Introduction
Soundex is a phonetic algorithm for indexing names by sound. Many applications use algorithms like this to add fantastic features like the Google Spelling Corrections and MS Word Autocorrect.
Background
Most phonetic algorithms were developed for use with the English language; consequently, applying the rules to words in other languages might not give a meaningful result. And, only a few programs support this feature for Arabic language (like the Google Spelling Corrections). You can find a lot of examples of English Soundex here in CodeProject or on the Internet. But what about for the Arabic language? Really, the resources for using Soundex with the Arabic language are rare, and after long search and study, I found some academic researches. And, I think this article is the first article illustrating Arabic Soundex. The Soundex algorithm stands on grouping similar sounding letters depending on special sounding features, as follows:
To encode a word, the algorithm holds the first letter of the word, then replaces the consonants after this character with the digital values in the previous table, vowels, and the characters (h, w, y) ignored because it makes some confusion or ambiguity when accompanied with other characters.

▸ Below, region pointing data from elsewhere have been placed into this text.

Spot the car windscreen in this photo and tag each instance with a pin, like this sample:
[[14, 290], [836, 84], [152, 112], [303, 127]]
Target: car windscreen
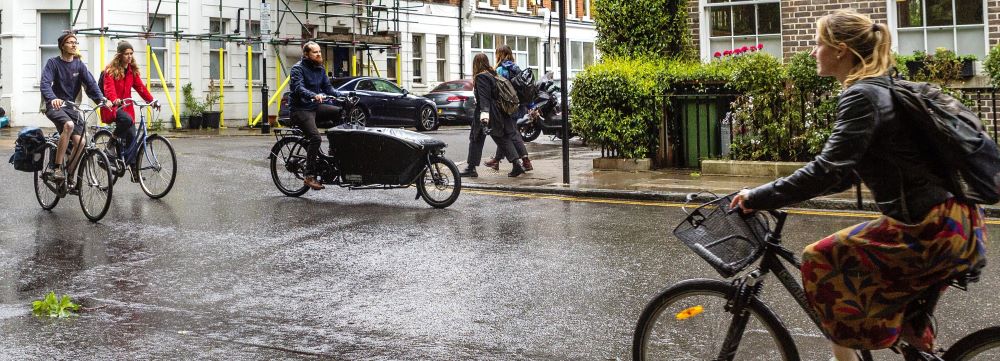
[[339, 82], [453, 86]]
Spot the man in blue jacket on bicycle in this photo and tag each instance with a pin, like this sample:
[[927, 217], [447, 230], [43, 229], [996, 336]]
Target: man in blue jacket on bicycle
[[61, 80], [308, 85]]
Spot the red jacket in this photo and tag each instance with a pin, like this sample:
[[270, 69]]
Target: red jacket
[[121, 89]]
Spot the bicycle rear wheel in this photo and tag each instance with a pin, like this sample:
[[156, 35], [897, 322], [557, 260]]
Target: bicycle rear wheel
[[157, 167], [46, 190], [689, 321], [981, 345], [94, 180], [288, 161]]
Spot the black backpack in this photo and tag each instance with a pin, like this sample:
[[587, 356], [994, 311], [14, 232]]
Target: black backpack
[[28, 150], [955, 134], [525, 85]]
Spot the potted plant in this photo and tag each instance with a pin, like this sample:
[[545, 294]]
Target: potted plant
[[211, 117], [968, 65], [192, 108]]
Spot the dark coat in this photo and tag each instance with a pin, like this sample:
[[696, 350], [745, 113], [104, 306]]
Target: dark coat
[[485, 87], [872, 142]]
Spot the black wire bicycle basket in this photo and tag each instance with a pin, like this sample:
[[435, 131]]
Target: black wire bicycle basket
[[727, 239]]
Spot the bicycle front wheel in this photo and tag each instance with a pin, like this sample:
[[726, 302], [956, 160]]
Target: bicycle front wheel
[[157, 167], [689, 321], [94, 181], [981, 345], [47, 191]]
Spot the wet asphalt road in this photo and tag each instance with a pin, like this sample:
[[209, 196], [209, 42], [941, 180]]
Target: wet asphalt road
[[225, 267]]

And, collapse adjacent identical digits into a single digit of that value. This is the simplest description for Soundex, and there is another version of this algorithm with some improvements in the encoding (as an example, some versions replace the “x” character with “ecs” before encoding). So, what we will do is:
- Hold the first letter.
- Replace the characters (a, e, I, o, u, h, w, y) with the value 0.
- Replace the characters (b, f, p, v) with the value 1.
- Replace the characters (c, g, j, k, q, s, x, z) with the value 2.
- Replace the characters (d, t) with the value 3.
- Replace the character (l) with the value 4.
- Replace the characters (d, t) with the value 5.
- Replace the character (r) with the value 6.
After that, we save the code for each word , and when the user enters a word to search, we look for the word which has the same sound code.
For the Arabic language, I did a lot of searches for an Arabic version of Soundex until I found a research document of a team of five professors at the Illinois Institute of Technology. This paper was my base to write this Arabic Soundex.
What they do is:
- Hold the first letter.
- Replace the characters (ا, أ, إ, آ, ح, ع, غ, ش,و,ي) with the value 0.
- Replace the characters (ف, ب) with the value 1.
- Replace the characters (خ, ج, ز, س, ص, ظ, ق, ك) with the value 2.
- Replace the characters (ت, ث,د,ذ,ض,ط) with the value 3.
- Replace the character (ل) with the value 4.
- Replace the characters (م, ن) with the value 5.
- Replace the character (ر) with the value 6.
But this strategy is still not good enough to give perfect results like the English one, so I do some improvements to the research and I got better results. My changes were:
- Remove the ( ا, أ, آ, إ ) characters from the beginning of the word if found, because I noticed they added more confusion.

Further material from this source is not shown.